A chaque illumination, le Christ renaissait et était à nouveau trahi, et les clous à nouveau enfoncés sur les fresques violemment éclairées puis rendues à leur pénombre étouffante, au sein de laquelle les pèlerins se bousculaient en tenant des guides de voyage dont ils ne pouvaient rien distinguer, dans les effluves de corps humains et d’encens cuits et recuits à la chaleur des lampes.

Sur le flanc gauche de la nef, le docteur Fell était au travail dans la chapelle des Capponi. Le principal lieu de culte de cette famille se trouve à l’église Santa Felicita, mais celle-ci, refaite au XIXe siècle, l’intéressait parce qu’elle lui donnait la possibilité de considérer le passé à travers la rénovation. Il était en train de frotter au carbone une inscription sur une pierre tellement usée que même un éclairage oblique n’aurait pu la rendre lisible.

En le surveillant avec un petit monoculaire, Pazzi découvrit pourquoi le docteur n’avait quitté son domicile qu’avec un sac à provisions vide : il gardait son matériel derrière l’autel de la chapelle. Un moment, il faillit donner congé à Romula, se disant qu’un des instruments porterait certainement des empreintes digitales et qu’il suffirait d’aller le prendre après le départ de Fell. Mais il se ravisa en constatant que celui-ci portait des gants en coton afin de ne pas se tacher les mains avec le carbone.

L’intervention allait être délicate, pour ne pas dire plus. La méthode de Romula était conçue pour l’espace ouvert de la rue. Mais une mère et son enfant dans une église… Rien ne semblerait moins inquiétant à un criminel. Oui, elle était la dernière personne qui puisse le faire fuir. Et s’il arrivait à l’immobiliser, il la remettrait au sacristain, voilà tout. Pazzi la tirerait d’affaire ensuite.
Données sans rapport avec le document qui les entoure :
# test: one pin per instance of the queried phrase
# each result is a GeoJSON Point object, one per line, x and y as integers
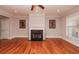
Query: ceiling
{"type": "Point", "coordinates": [23, 10]}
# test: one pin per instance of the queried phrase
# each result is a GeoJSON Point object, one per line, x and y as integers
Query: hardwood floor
{"type": "Point", "coordinates": [49, 46]}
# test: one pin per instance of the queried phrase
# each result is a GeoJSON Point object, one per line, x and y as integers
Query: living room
{"type": "Point", "coordinates": [39, 29]}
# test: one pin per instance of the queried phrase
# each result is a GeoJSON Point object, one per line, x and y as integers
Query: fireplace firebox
{"type": "Point", "coordinates": [36, 35]}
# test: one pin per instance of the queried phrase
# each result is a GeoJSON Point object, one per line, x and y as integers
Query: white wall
{"type": "Point", "coordinates": [37, 22]}
{"type": "Point", "coordinates": [10, 28]}
{"type": "Point", "coordinates": [53, 32]}
{"type": "Point", "coordinates": [67, 37]}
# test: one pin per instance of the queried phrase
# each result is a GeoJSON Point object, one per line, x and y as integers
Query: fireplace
{"type": "Point", "coordinates": [36, 35]}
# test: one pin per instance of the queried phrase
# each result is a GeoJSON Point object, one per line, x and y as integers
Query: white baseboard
{"type": "Point", "coordinates": [53, 37]}
{"type": "Point", "coordinates": [71, 41]}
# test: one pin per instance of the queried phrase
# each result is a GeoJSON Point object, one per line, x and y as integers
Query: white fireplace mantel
{"type": "Point", "coordinates": [36, 22]}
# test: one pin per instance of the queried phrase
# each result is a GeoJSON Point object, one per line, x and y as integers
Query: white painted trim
{"type": "Point", "coordinates": [53, 37]}
{"type": "Point", "coordinates": [71, 41]}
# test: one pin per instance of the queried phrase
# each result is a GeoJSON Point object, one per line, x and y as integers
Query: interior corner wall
{"type": "Point", "coordinates": [53, 33]}
{"type": "Point", "coordinates": [64, 36]}
{"type": "Point", "coordinates": [13, 30]}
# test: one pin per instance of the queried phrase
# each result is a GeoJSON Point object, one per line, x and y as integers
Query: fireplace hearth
{"type": "Point", "coordinates": [36, 35]}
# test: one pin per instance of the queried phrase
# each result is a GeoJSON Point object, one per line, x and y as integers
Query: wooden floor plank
{"type": "Point", "coordinates": [49, 46]}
Certes, mais le docteur était un dangereux déséquilibré. Et s’il la tuait ? S’il tuait l’enfant ? Pazzi considéra deux questions, résolu à répondre sans détour. Au cas où elle semblerait courir un danger mortel, est-ce qu’il contre-attaquerait? Oui. Était-il prêt à risquer que Romula et le bébé subissent des blessures sans gravité pour obtenir son argent? Oui.
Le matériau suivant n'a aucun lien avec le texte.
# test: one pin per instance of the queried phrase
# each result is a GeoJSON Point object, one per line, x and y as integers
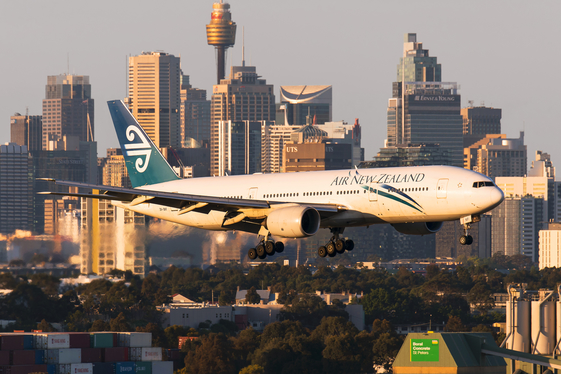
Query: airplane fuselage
{"type": "Point", "coordinates": [369, 196]}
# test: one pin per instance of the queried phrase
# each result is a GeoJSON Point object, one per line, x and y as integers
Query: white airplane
{"type": "Point", "coordinates": [414, 200]}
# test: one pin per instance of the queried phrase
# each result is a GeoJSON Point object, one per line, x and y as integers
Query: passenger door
{"type": "Point", "coordinates": [441, 187]}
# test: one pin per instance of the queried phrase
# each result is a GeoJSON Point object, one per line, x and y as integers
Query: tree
{"type": "Point", "coordinates": [213, 355]}
{"type": "Point", "coordinates": [100, 325]}
{"type": "Point", "coordinates": [480, 295]}
{"type": "Point", "coordinates": [172, 334]}
{"type": "Point", "coordinates": [252, 297]}
{"type": "Point", "coordinates": [252, 369]}
{"type": "Point", "coordinates": [455, 324]}
{"type": "Point", "coordinates": [44, 326]}
{"type": "Point", "coordinates": [119, 324]}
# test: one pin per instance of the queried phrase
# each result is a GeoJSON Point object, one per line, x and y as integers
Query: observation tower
{"type": "Point", "coordinates": [221, 33]}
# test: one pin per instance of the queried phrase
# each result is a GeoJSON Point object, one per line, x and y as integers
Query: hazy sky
{"type": "Point", "coordinates": [505, 54]}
Il ne restait plus qu’à attendre le moment où le docteur retirerait ses gants et partirait déjeuner. Ils avaient amplement le temps de chuchoter tout en changeant de place dans le transept. Pazzi remarqua un visage qui ne lui était pas inconnu dans la foule.
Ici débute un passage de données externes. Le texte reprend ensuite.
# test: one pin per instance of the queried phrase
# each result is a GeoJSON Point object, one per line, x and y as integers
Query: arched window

— Qui est-ce qui te suit comme ça, Romula ? Mieux vaut me le dire tout de suite. Je l’ai vu à la prison, ce type.

— C’est un ami. Juste pour bloquer le passage si je dois m’enfuir. Il n’est au courant de rien, de rien du tout. Et c’est mieux pour vous, aussi : comme ça, vous n’avez pas à vous salir les mains.

Pour tromper l’attente, ils prièrent dans plusieurs chapelles. Romula murmurait des invocations dans une langue que Pazzi ne comprenait pas et lui-même avait une longue liste de vœux à adresser au ciel, qui concernaient notamment une certaine villa dans la baie de Chesapeake et une chose qu’il n’était pas convenable d’évoquer dans une église.

Les douces voix d’un chœur en train de répéter émergeaient du brouhaha général. Puis une cloche sonna, annonçant la fermeture de la mi-journée. Des bedeaux apparurent, secouant leurs trousseaux de clés, prêts à vider les boîtes à pièces.

Le docteur Fell abandonna le labeur qui l’occupait derrière une Pietà d’Andreotti, retira ses gants et renfila sa veste. Face au sanctuaire, une armée de japonais qui avaient épuisé leurs réserves de monnaie s’immobilisèrent dans l’obscurité, étonnés, ne comprenant pas encore qu’ils devaient dégager les lieux.

Pazzi donna un coup de coude à Romula. C’était inutile : elle savait que l’heure était venue. Elle déposa un baiser sur le crâne du bébé qui reposait dans le creux de son bras en bois.

Le docteur approchait. La foule allait l’obliger à passer devant elle. En trois longues enjambées, elle se porta à sa rencontre et se planta devant lui. La main bien levée pour attirer son regard, elle embrassa le bout de ses doigts et s’apprêta à déposer le baiser sur sa joue, son autre main cachée sous la robe en attente.